La mia Africa – 1985

Nel 1980 arriva l’esordio dietro alla macchina da presa con il dramma corale Gente comune, per cui vince l’anno successivo l’Oscar come miglior regista. In questo periodo Redford comincia a sostenere attivamente un piccolo festival di Salt Lake City che nel 1991 trasforma nel Sundance Film Festival, e che grazie a lui diventa la più importante vetrina mondiale del cinema indipendente americano. Negli anni Ottanta Redford continua a brillare sullo schermo con film come il carcerario Brubaker, il baseball movie Il migliore, Il cavaliere elettrico (quinta volta con Sydney Pollack e seconda con Jane Fonda) e La mia Africa con Meryl Streep, diretto ancora una volta da Pollack e premiato con 9 Oscar. Nel 1988 dirige il suo secondo film, Milagro. Negli anni ‘90, dopo aver interpretato Havana, dirige il melodramma con Brad Pitt In mezzo scorre il fiume, grande successo al box-office, torna dietro la macchina da presa con l’ottimo Quiz Show, che gli vale un’altra candidatura all’Oscar, appare nel discusso blockbuster Proposta indecente e dirige e interpreta L’uomo che sussurrava ai cavalli, dal best-seller di Nicholas Evans. Per il ruolo della figlia sceglie la quattordicenne Scarlett Johansson.

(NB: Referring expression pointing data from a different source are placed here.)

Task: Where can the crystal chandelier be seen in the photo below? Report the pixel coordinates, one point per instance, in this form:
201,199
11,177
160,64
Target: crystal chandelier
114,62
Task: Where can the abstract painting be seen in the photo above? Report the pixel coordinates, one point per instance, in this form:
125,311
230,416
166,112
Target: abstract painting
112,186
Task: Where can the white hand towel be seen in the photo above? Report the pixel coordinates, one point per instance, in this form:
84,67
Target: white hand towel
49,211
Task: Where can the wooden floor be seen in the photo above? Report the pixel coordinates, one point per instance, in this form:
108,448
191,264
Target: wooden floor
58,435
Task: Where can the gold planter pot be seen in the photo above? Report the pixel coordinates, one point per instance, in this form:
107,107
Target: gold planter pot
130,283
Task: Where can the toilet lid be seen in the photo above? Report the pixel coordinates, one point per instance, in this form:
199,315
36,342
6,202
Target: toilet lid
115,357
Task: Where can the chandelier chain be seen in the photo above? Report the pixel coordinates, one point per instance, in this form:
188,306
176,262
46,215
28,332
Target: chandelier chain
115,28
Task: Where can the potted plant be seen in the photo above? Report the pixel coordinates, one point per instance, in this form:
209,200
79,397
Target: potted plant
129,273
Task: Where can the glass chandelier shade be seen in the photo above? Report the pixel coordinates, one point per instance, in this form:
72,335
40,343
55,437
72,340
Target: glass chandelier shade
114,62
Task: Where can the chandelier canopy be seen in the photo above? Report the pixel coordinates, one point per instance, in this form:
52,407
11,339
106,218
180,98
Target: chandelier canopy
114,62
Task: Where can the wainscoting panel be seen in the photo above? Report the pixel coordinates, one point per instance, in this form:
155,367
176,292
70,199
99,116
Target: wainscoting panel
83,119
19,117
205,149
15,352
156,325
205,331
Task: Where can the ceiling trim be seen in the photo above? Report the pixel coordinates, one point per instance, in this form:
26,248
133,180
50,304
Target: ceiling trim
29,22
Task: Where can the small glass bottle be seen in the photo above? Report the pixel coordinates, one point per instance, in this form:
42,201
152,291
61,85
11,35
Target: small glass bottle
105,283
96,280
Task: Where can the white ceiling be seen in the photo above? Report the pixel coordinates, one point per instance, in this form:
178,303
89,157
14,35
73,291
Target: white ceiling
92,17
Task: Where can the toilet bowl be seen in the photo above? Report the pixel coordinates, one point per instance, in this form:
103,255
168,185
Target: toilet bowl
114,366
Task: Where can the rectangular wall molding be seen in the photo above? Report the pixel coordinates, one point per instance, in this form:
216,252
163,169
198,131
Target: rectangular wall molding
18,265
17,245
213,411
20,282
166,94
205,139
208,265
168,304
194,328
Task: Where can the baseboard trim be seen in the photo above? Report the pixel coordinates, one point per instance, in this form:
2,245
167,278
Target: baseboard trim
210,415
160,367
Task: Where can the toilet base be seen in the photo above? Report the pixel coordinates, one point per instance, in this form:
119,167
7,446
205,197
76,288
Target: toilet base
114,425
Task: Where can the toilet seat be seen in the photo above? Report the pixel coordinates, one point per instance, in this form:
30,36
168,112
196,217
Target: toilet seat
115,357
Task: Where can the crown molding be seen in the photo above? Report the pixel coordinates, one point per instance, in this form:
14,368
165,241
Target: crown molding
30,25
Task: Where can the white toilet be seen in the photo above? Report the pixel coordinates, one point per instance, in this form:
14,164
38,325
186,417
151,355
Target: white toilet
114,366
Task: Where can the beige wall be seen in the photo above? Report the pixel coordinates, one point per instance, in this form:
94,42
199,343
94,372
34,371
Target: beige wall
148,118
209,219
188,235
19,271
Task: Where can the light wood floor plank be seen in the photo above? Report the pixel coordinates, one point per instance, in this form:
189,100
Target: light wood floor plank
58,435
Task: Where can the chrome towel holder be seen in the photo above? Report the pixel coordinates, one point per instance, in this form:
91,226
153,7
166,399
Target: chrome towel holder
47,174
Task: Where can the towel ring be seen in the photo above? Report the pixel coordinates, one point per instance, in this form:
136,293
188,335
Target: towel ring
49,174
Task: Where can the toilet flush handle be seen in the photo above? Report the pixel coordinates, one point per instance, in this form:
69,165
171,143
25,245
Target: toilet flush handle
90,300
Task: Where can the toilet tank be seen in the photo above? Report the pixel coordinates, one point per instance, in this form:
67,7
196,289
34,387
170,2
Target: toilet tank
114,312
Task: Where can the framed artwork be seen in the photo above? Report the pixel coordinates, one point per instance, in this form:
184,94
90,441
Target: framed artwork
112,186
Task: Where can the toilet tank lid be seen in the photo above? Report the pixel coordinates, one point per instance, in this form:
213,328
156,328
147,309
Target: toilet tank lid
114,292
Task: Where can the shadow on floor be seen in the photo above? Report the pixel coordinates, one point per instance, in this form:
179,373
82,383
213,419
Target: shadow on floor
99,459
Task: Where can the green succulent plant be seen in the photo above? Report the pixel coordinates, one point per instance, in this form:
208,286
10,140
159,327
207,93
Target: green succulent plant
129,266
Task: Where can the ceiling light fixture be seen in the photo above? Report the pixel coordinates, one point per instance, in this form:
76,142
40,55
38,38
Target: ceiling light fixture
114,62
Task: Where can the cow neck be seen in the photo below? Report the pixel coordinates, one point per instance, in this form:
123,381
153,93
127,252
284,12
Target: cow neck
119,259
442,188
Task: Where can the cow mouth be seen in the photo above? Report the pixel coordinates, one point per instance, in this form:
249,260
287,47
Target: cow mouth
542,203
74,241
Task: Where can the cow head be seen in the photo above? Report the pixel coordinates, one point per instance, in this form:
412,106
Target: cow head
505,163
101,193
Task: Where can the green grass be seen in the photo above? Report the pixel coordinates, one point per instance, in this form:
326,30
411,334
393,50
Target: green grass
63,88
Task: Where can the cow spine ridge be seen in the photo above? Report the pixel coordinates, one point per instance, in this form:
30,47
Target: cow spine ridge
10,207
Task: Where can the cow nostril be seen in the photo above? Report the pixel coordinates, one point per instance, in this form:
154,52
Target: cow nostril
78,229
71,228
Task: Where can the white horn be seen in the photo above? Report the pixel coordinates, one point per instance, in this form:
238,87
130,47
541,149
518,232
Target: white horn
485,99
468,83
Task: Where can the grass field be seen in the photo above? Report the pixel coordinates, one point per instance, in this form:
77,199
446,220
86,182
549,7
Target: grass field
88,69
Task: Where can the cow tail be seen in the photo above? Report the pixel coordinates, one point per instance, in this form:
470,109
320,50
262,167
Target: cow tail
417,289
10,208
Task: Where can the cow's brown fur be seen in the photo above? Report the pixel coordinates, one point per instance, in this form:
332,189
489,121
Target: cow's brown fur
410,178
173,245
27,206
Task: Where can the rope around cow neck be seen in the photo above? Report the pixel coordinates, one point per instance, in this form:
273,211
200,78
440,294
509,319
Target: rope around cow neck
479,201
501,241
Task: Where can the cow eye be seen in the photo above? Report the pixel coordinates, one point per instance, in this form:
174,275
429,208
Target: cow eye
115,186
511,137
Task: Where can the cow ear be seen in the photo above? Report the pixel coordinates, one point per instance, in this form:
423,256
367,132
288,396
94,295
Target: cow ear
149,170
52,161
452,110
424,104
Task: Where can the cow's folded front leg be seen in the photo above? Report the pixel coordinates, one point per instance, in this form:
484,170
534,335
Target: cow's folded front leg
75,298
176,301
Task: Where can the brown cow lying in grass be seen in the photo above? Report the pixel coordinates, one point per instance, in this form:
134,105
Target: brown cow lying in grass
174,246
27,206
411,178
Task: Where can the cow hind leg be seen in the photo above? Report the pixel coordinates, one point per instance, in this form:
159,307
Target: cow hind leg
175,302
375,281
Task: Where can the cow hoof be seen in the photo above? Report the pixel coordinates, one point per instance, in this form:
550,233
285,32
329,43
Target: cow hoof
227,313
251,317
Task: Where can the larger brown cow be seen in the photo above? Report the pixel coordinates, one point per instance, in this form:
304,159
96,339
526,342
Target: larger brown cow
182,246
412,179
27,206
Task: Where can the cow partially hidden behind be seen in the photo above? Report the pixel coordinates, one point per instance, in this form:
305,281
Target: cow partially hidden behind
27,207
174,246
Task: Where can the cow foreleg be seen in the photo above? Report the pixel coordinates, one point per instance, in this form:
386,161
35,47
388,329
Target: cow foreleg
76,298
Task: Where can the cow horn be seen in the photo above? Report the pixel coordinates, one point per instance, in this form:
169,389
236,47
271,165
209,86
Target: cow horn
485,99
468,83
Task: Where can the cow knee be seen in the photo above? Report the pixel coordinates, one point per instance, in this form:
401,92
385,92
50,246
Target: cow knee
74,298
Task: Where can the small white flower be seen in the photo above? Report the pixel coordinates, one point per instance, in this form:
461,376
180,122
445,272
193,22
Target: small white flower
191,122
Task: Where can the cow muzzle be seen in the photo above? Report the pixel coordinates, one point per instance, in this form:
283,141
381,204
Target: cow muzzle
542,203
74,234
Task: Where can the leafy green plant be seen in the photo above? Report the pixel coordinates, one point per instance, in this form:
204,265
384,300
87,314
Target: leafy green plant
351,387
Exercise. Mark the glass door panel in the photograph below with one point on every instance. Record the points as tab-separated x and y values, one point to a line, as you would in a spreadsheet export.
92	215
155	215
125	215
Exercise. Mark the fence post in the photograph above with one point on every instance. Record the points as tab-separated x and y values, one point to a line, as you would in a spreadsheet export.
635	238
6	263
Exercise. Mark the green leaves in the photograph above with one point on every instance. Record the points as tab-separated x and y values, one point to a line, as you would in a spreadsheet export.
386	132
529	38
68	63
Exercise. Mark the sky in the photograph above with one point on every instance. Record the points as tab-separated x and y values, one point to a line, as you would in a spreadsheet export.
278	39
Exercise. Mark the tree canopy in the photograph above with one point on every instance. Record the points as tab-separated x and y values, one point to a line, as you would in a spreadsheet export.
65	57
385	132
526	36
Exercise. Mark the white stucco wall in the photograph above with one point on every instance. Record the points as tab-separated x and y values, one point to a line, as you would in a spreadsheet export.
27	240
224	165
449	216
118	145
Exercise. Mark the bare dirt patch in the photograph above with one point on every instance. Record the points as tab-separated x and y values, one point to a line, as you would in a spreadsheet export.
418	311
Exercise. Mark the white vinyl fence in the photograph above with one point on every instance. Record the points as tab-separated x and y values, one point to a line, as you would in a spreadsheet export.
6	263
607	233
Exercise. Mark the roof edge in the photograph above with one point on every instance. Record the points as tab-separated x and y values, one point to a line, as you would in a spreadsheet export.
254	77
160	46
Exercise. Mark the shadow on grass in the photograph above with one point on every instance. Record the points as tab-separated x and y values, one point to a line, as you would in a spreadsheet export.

Captain America: The Winter Soldier – 2014

Redford inizia il primo decennio degli anni Duemila dirigendo La leggenda di Bagger Vance, con Matt Damon, Charlize Theron e Will Smith: con lui lavora di nuovo nel 2001 in uno dei suoi più grandi successi commerciali, Spy Game di Tony Scott. L’anno successivo riceve un Oscar alla carriera. Nel 2007 dirige di nuovo Meryl Streep, dopo 22 anni, in Leoni per agnelli, seguito nel 2010 dallo sfortunato film in costume The Conspirator e due anni dopo da quella che al momento è la sua ultima regia, La regola del silenzio, con Shia LaBeouf. Se in questo decennio è meno attivo come attore, lo è su altri fronti: produce I diari della motocicletta, nel 2009 sposa la compagna Sibylle Szaggars e l’anno successivo viene nominato in Francia Cavaliere della Legion d’onore. Subito dopo ci sono il suo incisivo ritorno al cinema con All Is Lost, dove regge da solo un intero film praticamente muto e il suo primo cinecomic, Captain America: The Winter Soldier, in cui è il capo dell’HYDRA Alexander Pierce.

Da sempre liberale e attivo nella difesa dei diritti delle minoranze e dell’ambiente, artista e filantropo, Robert Redford è, anche nella vita, il simbolo di quell’America generosa e democratica rappresentata spesso dai suoi personaggi.